The Wilfs head into their 16th season as Vikings owners this fall; the team has reached the NFC Championship Game twice in that time, but enters its 60th season still looking for its first Super Bowl trip since after the 1976 season.

"You have to balance the fact that you want to have stability in an organization, you want to make sure that the systems are in place, the comfort level is in place, but everybody knows you're only judged by your wins and losses," Wilf said. "That's a fine line we judge every day, like I said. We took a look in this offseason, and I said early on in the offseason, we feel really good about the football organization we have in place, that they can get the job done. Right now that's where we're at.

"Again, as ownership you balance those things, but to be knee-jerk and to be too impulsive — our goal is to get to the playoffs, achieve sustained success and keep knocking at the door, and eventually that door will come down. I think we've proven over these past few years that our football success has improved, but again, we know what our ultimate goal is. But you can't get to that goal unless you're consistently strong, consistently in the playoffs, consistently winning divisions, and those are our goals to leap off and eventually get to the championship."
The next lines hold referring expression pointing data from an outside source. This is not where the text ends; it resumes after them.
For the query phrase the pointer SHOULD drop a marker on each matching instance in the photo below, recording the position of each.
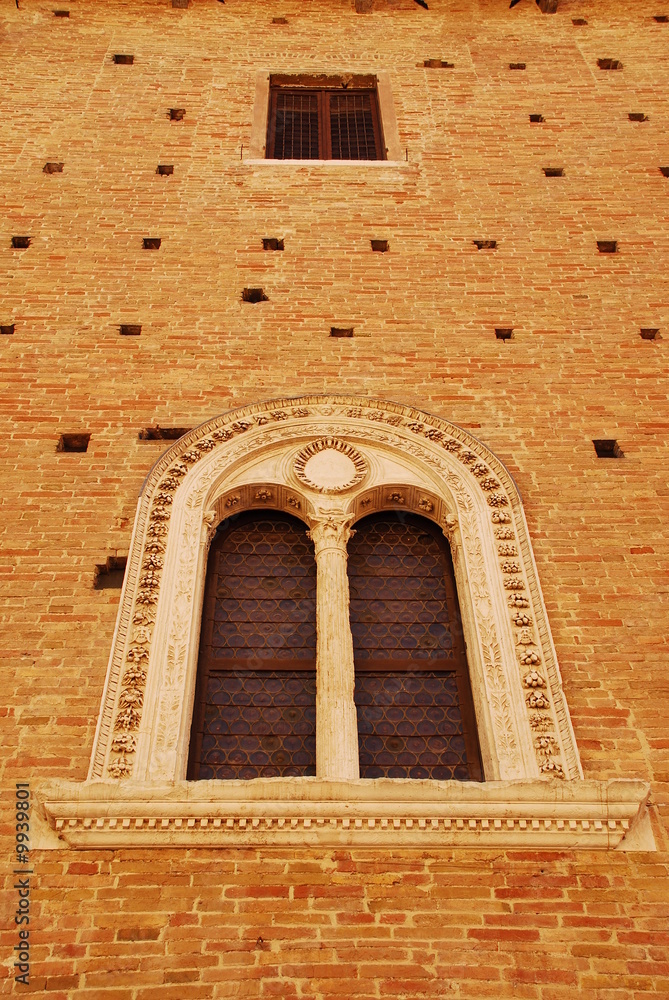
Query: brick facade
(260, 924)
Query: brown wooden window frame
(323, 97)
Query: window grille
(413, 697)
(255, 703)
(323, 125)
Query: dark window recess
(255, 701)
(158, 433)
(609, 64)
(412, 692)
(109, 575)
(323, 125)
(254, 295)
(73, 442)
(608, 448)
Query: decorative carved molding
(330, 465)
(383, 813)
(451, 478)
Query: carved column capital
(330, 529)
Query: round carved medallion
(330, 466)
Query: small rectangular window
(323, 124)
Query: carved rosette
(330, 465)
(129, 675)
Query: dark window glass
(255, 704)
(413, 697)
(308, 124)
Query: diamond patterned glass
(415, 714)
(256, 700)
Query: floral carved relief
(452, 457)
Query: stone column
(336, 717)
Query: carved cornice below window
(375, 813)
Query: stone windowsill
(542, 814)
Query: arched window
(332, 461)
(255, 702)
(412, 689)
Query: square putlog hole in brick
(254, 295)
(109, 574)
(159, 433)
(73, 442)
(607, 448)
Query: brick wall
(428, 924)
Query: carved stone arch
(385, 454)
(330, 460)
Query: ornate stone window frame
(378, 79)
(330, 460)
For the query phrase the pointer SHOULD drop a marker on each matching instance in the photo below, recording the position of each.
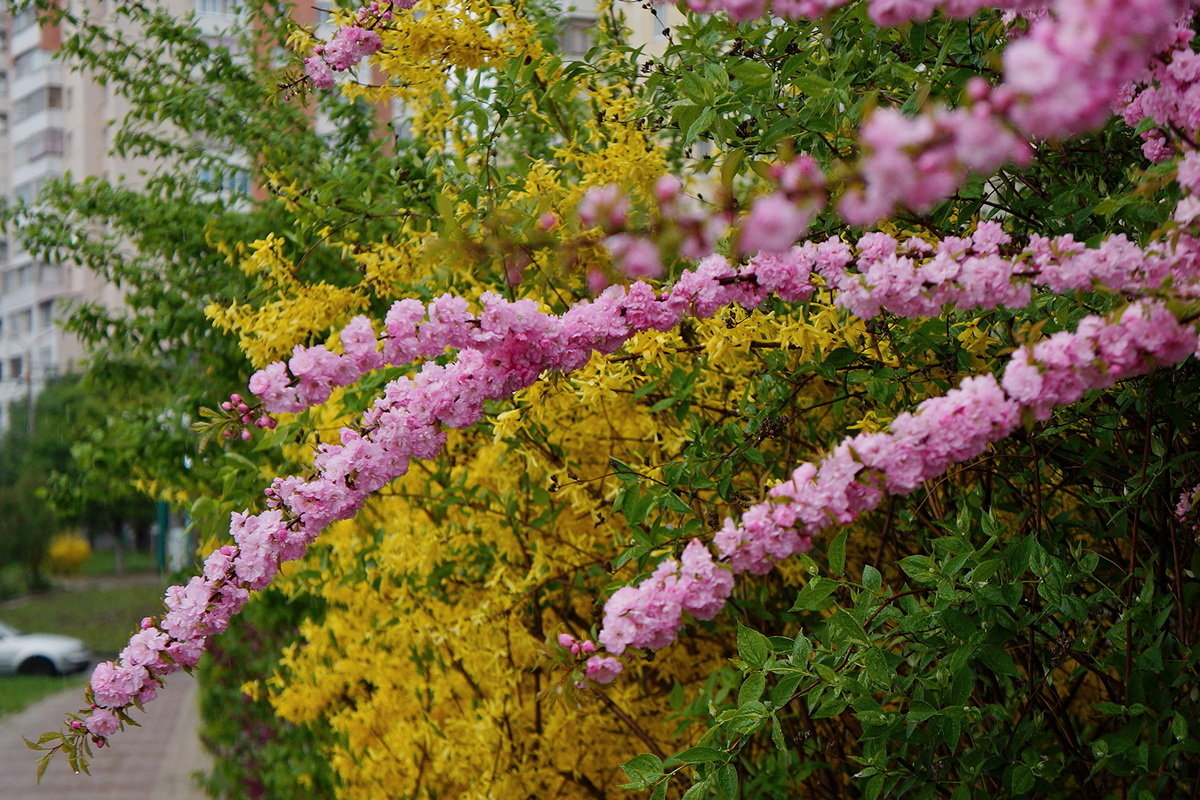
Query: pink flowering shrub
(978, 443)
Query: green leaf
(801, 648)
(997, 660)
(753, 647)
(727, 782)
(751, 687)
(815, 595)
(871, 578)
(783, 691)
(642, 771)
(702, 124)
(700, 755)
(838, 552)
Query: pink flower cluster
(600, 669)
(918, 161)
(1186, 506)
(1170, 97)
(852, 479)
(351, 43)
(240, 417)
(778, 220)
(649, 614)
(637, 256)
(1073, 65)
(915, 278)
(911, 278)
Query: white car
(40, 654)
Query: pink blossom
(603, 669)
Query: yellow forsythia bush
(69, 551)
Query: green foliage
(255, 753)
(1024, 629)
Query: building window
(576, 36)
(29, 61)
(49, 275)
(36, 101)
(29, 191)
(216, 7)
(48, 142)
(23, 19)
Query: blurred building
(53, 121)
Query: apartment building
(52, 121)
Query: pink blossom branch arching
(1095, 47)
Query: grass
(102, 618)
(103, 563)
(21, 691)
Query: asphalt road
(154, 762)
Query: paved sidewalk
(154, 762)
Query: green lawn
(102, 618)
(18, 691)
(103, 563)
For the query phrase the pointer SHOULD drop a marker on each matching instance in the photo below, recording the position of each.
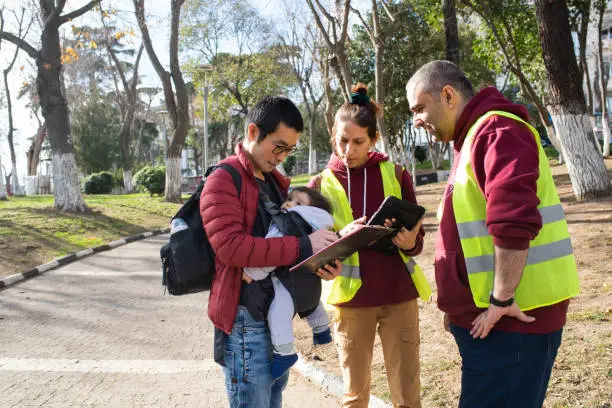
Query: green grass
(426, 165)
(34, 231)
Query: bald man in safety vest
(504, 264)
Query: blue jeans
(248, 365)
(505, 370)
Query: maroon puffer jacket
(228, 221)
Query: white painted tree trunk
(3, 194)
(17, 191)
(552, 136)
(312, 154)
(585, 165)
(312, 161)
(173, 180)
(67, 194)
(606, 132)
(128, 186)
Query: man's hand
(321, 238)
(329, 272)
(246, 277)
(348, 228)
(405, 238)
(487, 319)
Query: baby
(313, 208)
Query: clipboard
(406, 213)
(360, 238)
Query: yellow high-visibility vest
(346, 285)
(550, 275)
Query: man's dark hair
(272, 110)
(316, 199)
(435, 75)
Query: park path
(99, 333)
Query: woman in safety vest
(377, 288)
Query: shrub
(289, 164)
(151, 179)
(99, 183)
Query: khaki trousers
(398, 329)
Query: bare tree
(566, 102)
(67, 194)
(504, 35)
(379, 36)
(127, 101)
(295, 51)
(595, 42)
(23, 30)
(33, 153)
(177, 101)
(3, 193)
(451, 30)
(320, 54)
(335, 35)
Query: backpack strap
(235, 175)
(230, 169)
(399, 175)
(316, 180)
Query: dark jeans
(505, 370)
(248, 365)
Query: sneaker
(282, 363)
(322, 338)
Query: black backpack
(188, 260)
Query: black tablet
(406, 213)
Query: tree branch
(21, 43)
(365, 25)
(344, 29)
(320, 24)
(79, 12)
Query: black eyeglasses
(284, 149)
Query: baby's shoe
(281, 363)
(322, 338)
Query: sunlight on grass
(34, 232)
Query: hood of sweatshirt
(486, 100)
(349, 177)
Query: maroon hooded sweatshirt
(385, 279)
(504, 156)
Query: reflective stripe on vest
(346, 285)
(550, 275)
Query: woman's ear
(375, 140)
(252, 132)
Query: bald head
(432, 77)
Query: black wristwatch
(500, 303)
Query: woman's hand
(329, 272)
(405, 239)
(348, 228)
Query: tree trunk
(128, 185)
(566, 102)
(67, 192)
(451, 30)
(178, 108)
(67, 189)
(173, 177)
(379, 52)
(34, 150)
(312, 165)
(11, 132)
(3, 194)
(598, 8)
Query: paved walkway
(99, 333)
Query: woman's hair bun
(359, 95)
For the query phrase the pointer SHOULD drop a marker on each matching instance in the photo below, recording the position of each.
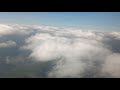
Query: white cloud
(7, 44)
(112, 65)
(74, 52)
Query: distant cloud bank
(73, 52)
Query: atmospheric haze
(58, 52)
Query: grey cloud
(64, 52)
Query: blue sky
(87, 20)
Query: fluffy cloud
(7, 44)
(72, 52)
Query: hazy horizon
(59, 44)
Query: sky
(109, 21)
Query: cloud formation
(72, 52)
(7, 44)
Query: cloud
(7, 44)
(112, 65)
(67, 52)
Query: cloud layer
(72, 52)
Wilf said U.S. Bank Stadium was offered to the Secretary of State's office as a polling place for the 2020 election, but locations had already been determined by that point.

After a summer of unrest in Minneapolis over George Floyd's killing in police custody and in Wisconsin over Jacob Blake's shooting by police, Wilf said he was unsure if any Vikings players would kneel during the national anthem on Sunday. But he added, "We've been consistent in supporting our players' right to peacefully bring awareness to issues that are important to them." He also pointed to the work the team's social justice committee has done over the past three years.

"This is not something that just happened given the horrible events of the past few months," he said. "This is something we've been working with for many, many years, and we are going to continue to do."